Maybe it's funny. Maybe it's not. Of course, you know it's just human — most people fart between 14 and 23 times per day. But the cultural norm is that we have all agreed to pretend that none of us ever do. With your husband, though, his blasé attitude toward this pretense has reached epic proportions.
You've laughed. You've called him out. You've evacuated the room. And you've pretended nothing happened. You've had time, after all, to try every possible response to his fart bombing.
But have you tried this amazing solution?
It's a fart candle with his name on it.
You are watching a movie, eating popcorn, and enjoying yourself when a noxious cloud creeps your way. Again!
That's OK. You have the solution now. This personalized candle ($25.95) has his name on it. The message says everything you need to say. Grab a lighter, light the candle, and get back to your movie. If he has a sense of humor, he's laughing. If he thought he was getting away with it, he knows he isn't.

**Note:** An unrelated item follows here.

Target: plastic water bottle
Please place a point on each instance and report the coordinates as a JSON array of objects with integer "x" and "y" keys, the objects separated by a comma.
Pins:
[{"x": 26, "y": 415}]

Either way, problem solved.
The scents are amazing.
This isn't just a joke, though — this is a lovely poured soy candle that comes in a delicious selection of scents.
Mahogany Teakwood? Eucalyptus Spearmint? Moonlight Path? Toasted Pumpkin?
Any of these would be an improvement over Noxious Gas Cloud, right?
These make great gifts.
It might be too late for Christmas gifts (unless you pay for expedited shipping), but New Year's gifts are always welcome. Most likely, if you are quietly suffering from this problem, so is everyone else you know. Maybe keep one on hand for everyone in your bunco game or cocktail party circuit.
How hilarious would it be to pull one of these out the next time your brother, cousin, or neighbor is visiting? He might not find it immediately funny that you had a candle made with his name on it, but everyone else probably will.
Arm your kids.
Maybe it isn't your husband you should give this to — maybe it's the kids. Give them what they need to combat that noxious cloud on their own. It's all in the customization. Get creative!
Warning: This could backfire.
Remember! Everyone farts, so you are not exempt. Once you open this door, it might stay open. Perhaps one of your kids — or your husband — will sweetly offer you a gift, and you will find a lovely scented candle with the instructions to light when Mom farts.
Look on the bright side: These are wonderful, scented candles!